Just to be pedantic (hey, it's the Internet, what else I'm supposed to do?), the driver was, in a way, already open source and has always been - it interacts with the kernel code and thus must be GPL v2. But previously only like the "glue" that binds the driver module to the kernel was open source, the rest of it was a BLOB (think a firmware that's tens of megabytes in size). So if/when things went wrong with the driver, there was no way to debug it, much to the annoyance of Linus et al.
Nothing is open source on the Nvidia side. The userspace is proprietary and it communicates with a blob that runs alongside the kernel and interacts with it. The entire ecosystem is obscure.
GPLv2 allows this, so much so that one of the reasons for creating GPLv3 was to avoid this kind of thing and for this reason, Linus Torvalds disagreed with Richard Stallman and kept the kernel in GPLv2. Without this, I believe Linux would have less hardware support. It's not just Nvidia's proprietary blob that exists in the kernel, there are several others, such as Broadcom's wireless drivers.
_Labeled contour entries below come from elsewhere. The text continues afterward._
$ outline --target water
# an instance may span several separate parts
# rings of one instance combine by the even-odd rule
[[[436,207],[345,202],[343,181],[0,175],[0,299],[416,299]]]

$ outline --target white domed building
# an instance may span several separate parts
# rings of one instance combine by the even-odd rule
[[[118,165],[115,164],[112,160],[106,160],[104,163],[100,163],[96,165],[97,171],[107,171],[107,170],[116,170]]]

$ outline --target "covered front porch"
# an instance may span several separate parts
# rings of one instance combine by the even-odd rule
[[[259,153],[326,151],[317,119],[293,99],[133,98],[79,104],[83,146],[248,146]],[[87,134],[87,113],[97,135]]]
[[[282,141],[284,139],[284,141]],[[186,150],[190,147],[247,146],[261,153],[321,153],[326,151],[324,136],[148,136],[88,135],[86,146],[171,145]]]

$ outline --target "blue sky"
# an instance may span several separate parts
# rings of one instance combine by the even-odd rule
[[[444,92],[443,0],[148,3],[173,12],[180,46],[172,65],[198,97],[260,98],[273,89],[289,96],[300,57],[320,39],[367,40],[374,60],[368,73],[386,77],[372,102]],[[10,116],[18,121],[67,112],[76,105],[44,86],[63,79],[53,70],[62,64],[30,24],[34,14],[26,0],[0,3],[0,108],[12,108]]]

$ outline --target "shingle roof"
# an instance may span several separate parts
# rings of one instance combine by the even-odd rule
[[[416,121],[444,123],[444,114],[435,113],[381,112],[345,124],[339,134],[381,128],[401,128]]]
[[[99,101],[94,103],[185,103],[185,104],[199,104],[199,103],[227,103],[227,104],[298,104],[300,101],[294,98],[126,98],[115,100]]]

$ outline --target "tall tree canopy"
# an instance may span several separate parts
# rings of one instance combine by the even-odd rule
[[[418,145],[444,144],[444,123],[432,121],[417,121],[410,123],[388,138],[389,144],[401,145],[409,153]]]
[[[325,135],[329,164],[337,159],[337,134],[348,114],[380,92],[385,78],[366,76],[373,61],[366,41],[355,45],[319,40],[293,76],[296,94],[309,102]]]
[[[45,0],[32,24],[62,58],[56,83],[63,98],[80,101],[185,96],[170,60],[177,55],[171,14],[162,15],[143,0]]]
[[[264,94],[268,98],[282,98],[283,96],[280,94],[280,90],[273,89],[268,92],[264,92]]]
What Nvidia did was migrate most of the blobs to the GPU firmware and created open source kernel modules, although they are not yet present directly in the kernel. Maybe they aren't, but it's easier to manage now. There will still be the proprietary userspace and there you will have access to Nvidia features such as DLSS, ray tracing, CUDA.
Red Hat is creating an open userspace in Mesa 3D called NVK. As far as I've seen, it has better performance than the proprietary one (in one game), but it still doesn't have the same features, as they will depend on their implementation in Vulkan.